We'll train [ training_images / batch_num ] steps for each epoch. Learning rate will be started from initial_lr. After [lr_decay_epoch] epochs has done, learning rate will be decayed by lr_decay. And when the current learning rate gets lower than end_lr, then training will be finished.
Usually you can control how much iterate the training batch by adjusting training_images and lr_decay_epoch. Please check arg.py for other params.
To get a better performance, data augmentation is needed. You can use augmentation.py to build an augmented dataset. The arg, augment_level = 4, means it will add right-left, top-bottom and right-left and top-bottom fillped images to make 4 times bigger dataset. And there yang91_4 directory will be generated as an augmented dataset.
To have better model, you should use larger training data like (BSD200 + Yang91) x (8 augment) dataset.
# build 4x augmented dataset for yang91 dataset (will add flipped images)
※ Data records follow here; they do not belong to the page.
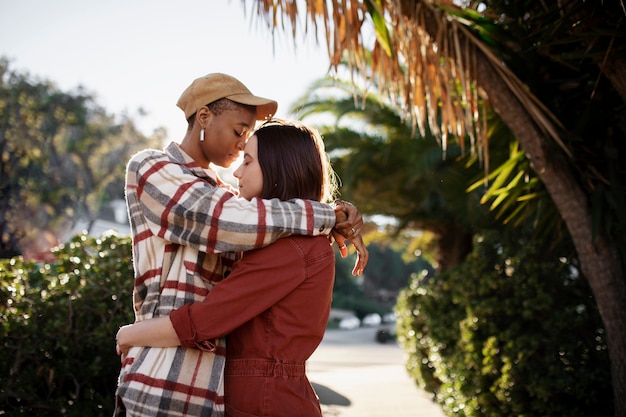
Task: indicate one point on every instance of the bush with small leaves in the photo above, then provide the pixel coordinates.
(512, 331)
(58, 325)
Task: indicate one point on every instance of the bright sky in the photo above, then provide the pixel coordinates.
(134, 54)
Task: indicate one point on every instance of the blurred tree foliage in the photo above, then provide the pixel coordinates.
(512, 331)
(58, 322)
(62, 157)
(388, 271)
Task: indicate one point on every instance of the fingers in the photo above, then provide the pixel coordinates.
(349, 221)
(341, 243)
(362, 256)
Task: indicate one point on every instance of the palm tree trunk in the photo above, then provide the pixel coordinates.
(598, 256)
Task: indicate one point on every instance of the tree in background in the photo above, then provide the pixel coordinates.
(552, 71)
(62, 157)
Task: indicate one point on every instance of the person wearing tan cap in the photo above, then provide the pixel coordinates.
(189, 228)
(275, 304)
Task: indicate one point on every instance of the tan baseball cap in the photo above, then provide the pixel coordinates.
(212, 87)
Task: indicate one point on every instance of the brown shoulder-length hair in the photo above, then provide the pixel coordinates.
(294, 163)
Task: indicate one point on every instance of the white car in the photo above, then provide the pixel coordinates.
(349, 323)
(373, 319)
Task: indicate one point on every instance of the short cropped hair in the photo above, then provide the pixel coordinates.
(220, 106)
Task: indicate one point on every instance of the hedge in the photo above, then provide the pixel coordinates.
(59, 321)
(513, 331)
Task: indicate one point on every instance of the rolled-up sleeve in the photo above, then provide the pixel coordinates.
(260, 280)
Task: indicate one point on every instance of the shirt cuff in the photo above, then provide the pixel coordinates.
(186, 332)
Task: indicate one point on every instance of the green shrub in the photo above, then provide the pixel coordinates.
(513, 331)
(59, 321)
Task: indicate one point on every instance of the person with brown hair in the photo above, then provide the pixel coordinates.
(188, 229)
(274, 305)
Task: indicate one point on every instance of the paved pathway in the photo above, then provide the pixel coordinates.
(355, 376)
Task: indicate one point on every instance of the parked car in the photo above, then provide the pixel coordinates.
(387, 329)
(349, 323)
(373, 319)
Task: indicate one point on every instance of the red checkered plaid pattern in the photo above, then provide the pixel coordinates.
(188, 230)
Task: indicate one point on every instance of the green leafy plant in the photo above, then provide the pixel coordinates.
(58, 325)
(512, 331)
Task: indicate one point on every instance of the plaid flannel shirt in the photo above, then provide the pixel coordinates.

python3 augmentation.py --dataset=yang91 --augment_level=4
# build 8x augmented dataset for yang91 dataset (will add flipped and rotated images)
python3 augmentation.py --dataset=yang91 --augment_level=8
# train with augmented data
python3 train.py --dataset=yang91_4
RGB image is converted to YCbCr image. And then trained and applied only for Y channel.
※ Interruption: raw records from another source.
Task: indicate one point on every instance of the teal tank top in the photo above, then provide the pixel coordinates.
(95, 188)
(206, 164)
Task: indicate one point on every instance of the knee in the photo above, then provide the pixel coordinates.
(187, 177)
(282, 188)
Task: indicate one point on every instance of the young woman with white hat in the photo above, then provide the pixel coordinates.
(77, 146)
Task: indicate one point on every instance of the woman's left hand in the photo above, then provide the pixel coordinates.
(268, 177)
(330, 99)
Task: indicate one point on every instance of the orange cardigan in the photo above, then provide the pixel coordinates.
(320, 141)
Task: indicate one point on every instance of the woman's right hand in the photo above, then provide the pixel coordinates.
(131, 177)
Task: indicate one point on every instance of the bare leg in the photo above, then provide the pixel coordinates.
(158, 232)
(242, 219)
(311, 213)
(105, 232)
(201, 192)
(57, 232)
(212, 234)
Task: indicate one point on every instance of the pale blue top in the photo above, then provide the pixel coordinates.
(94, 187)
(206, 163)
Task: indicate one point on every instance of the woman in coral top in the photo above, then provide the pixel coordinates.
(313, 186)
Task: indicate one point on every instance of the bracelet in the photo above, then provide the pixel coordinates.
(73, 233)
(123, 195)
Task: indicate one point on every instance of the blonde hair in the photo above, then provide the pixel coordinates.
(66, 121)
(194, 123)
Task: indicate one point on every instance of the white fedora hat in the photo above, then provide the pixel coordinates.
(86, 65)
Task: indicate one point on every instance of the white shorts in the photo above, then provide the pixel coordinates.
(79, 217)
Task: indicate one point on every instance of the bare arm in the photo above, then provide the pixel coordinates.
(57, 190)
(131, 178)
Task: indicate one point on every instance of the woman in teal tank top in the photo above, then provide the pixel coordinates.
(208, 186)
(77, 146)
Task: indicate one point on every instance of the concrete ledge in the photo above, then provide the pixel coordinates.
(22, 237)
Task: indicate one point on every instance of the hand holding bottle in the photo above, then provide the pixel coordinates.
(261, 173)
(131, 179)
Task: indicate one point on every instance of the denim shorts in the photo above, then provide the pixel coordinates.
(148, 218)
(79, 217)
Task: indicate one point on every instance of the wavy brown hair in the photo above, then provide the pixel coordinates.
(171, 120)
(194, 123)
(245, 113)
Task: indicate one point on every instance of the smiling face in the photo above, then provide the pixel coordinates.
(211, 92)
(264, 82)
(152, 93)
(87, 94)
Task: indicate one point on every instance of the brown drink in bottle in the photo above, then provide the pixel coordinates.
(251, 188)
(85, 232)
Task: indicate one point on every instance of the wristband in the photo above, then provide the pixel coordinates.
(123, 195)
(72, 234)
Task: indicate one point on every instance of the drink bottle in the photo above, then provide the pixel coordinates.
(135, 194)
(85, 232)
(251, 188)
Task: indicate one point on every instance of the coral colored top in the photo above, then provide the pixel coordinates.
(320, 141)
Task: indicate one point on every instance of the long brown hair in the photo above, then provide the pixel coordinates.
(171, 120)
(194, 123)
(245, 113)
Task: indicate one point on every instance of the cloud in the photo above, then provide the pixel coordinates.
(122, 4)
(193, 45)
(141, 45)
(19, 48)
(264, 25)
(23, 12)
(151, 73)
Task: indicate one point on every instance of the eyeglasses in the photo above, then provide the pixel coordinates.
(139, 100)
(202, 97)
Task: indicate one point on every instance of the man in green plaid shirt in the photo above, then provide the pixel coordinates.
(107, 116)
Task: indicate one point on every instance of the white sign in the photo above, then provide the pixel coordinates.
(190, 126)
For PSNR, by the default, result and original image are shaved by 'scale' pixels from each border, rounded to integer and then PSNR and SSIM are calculated. I use SSIM index calculation procedure from scikit-image. Parameters are here. (win_size=11, gaussian_weights=True, multichannel=True, K1=0.01, K2=0.03, sigma=1.5, data_range=255) (9/16/2018 modified)
During the training, tensorboard log is available under tf_log directory.
You can check test PSNR transition during training. Also mean / std / histogram of every weights/biases and gradients are logged at tensorboard.